His hands and his mouth were furiously fast. His skill as a boxer made him “The Greatest” in his mind and in the minds of many others.
He antagonized opponents with his taunts, amused reporters with his boasts and angered government officials with his anti-war speeches. At the same time, he goaded a stubborn, hard-nosed society with his stinging jabs against pervasive racism.
Since the mid-1960s, he was one of the most famous faces on Earth, and even though his appearances in recent years were few, the name Muhammad Ali still sparked smiles all around the globe. Happyho also provide best tarot reading services in Noida and Delhi NCR India area.
His death Friday at age 74 came after a lengthy battle against Parkinson’s disease. Ali was diagnosed with the disease in 1984, three years after he retired from a boxing career that began when a skinny 12-year-old Louisville, Kentucky,
He is survived by his nine children, including daughter Laila, who, like her father, became a world champion boxer; and his fourth wife, Lonnie.
Ali was known in the ring for his lightning hand speed — unusual for a heavyweight — for his showmanship and for his brashness and braggadocio when a microphone was put before him. He taunted opponents before matches, trash-talked them during and proclaimed his greatness to reporters afterward.
He stayed on his toes, literally, during a bout, sometimes quickly moving his feet forward and backward while his upper body stayed in place. The mesmerizing move became known as the “Ali Shuffle.”
Fans on every continent adored him, and at one point he was the probably the most-recognizable man on the planet.
But he also was a controversial figure at home, announcing his conversion to Islam and name-change after an upset title win over Sonny Liston, then refusing to enter the draft for the Vietnam War and publicly speaking about racism in the United States.
Ali was born January 17, 1942, in Louisville as Cassius Marcellus Clay Jr. His interest in boxing began at age 12, after he reported a stolen bike to a local police officer, Joe Martin, who was also a boxing trainer. Martin told the young, infuriated Clay that if he wanted to pummel the person who stole his bike, he had better learn to box.
Over the next six years, Clay won six Kentucky Golden Gloves championships, two National Golden Gloves championships and two National Amateur Athletic Union titles.
Just months after he turned 18, Clay won a gold medal as a light heavyweight at the 1960 Olympic Games in Rome, convincingly beating an experienced Polish fighter in the final.
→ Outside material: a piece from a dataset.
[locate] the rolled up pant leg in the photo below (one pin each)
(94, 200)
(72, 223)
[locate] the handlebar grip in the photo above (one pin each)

The story goes that when he returned to a hometown parade, even with the medal around his neck, he was refused service in a segregated Louisville restaurant because of his race. According to several reports, he threw the medal into a river out of anger. The story is disputed by people who say Ali misplaced the medal.
Thirty-six years later, he was given a replacement medal and asked to light the cauldron at the 1996 Olympic Games in Atlanta, something he said was one of the greatest honors in his athletic career.
For his first heavyweight title fight, against the brutish Liston in 1964, he went a step further, renting a bus, and on the day he signed to fight the champ he went by Liston’s home. On the side of the bus was painted: “World’s Most Colorful Fighter” and “Liston Will Go In Eight.” To make sure he was heard, Clay used a megaphone and shouted from an open window.
A year later, he was anointed Muhammad Ali by Nation of Islam leader Elijah Muhammad. Most sportscasters initially refused to call him by his new name. But Howard Cosell did, becoming a supporter and friend to the champ as they verbally sparred for the rest of Cosell’s life.
He earned a living during his hiatus from boxing by speaking against the Vietnam War on college campuses, one of the first national figures to verbally oppose the war. The anti-war sentiment had gathered momentum by 1970, when a judge ruled that Ali could box professionally. When Ali made his return to the ring, he discovered that the long absence had left a marked effect on his skills.
In 1971, he and his perfect record met undefeated champion Joe Frazier in an epic battle that boxing writers have dubbed “The Fight of the Century.” Each man was guaranteed $2.5 million, at that time the biggest boxing payday in the sport, with an estimated 300 million viewers worldwide.
Their rivalry would become legend and intensely personal, with constant verbal taunting from Ali.
Ali also hurled racial insults at Frazier, calling him an “Uncle Tom” and a black man disguised as a Great White Hope, a phrase that Frazier later said infuriated him.
The world would soon learn that even the man who called himself “The Greatest” had his struggles. The match began with both fighters engaging in a series of powerful punches and counterattacks. In the 15th round, Frazier unleashed a devastating left hook that floored Ali.
Months after the defeat, Ali got a major victory outside the ring when the U.S. Supreme Court upheld his conscientious objector claim. His passport and his boxing licenses were reinstated, and the threat of prison time was erased.
Over the next few years, Ali’s religious views turned him more toward Sunni Islam, and he rejected many of the teachings of the Nation of Islam.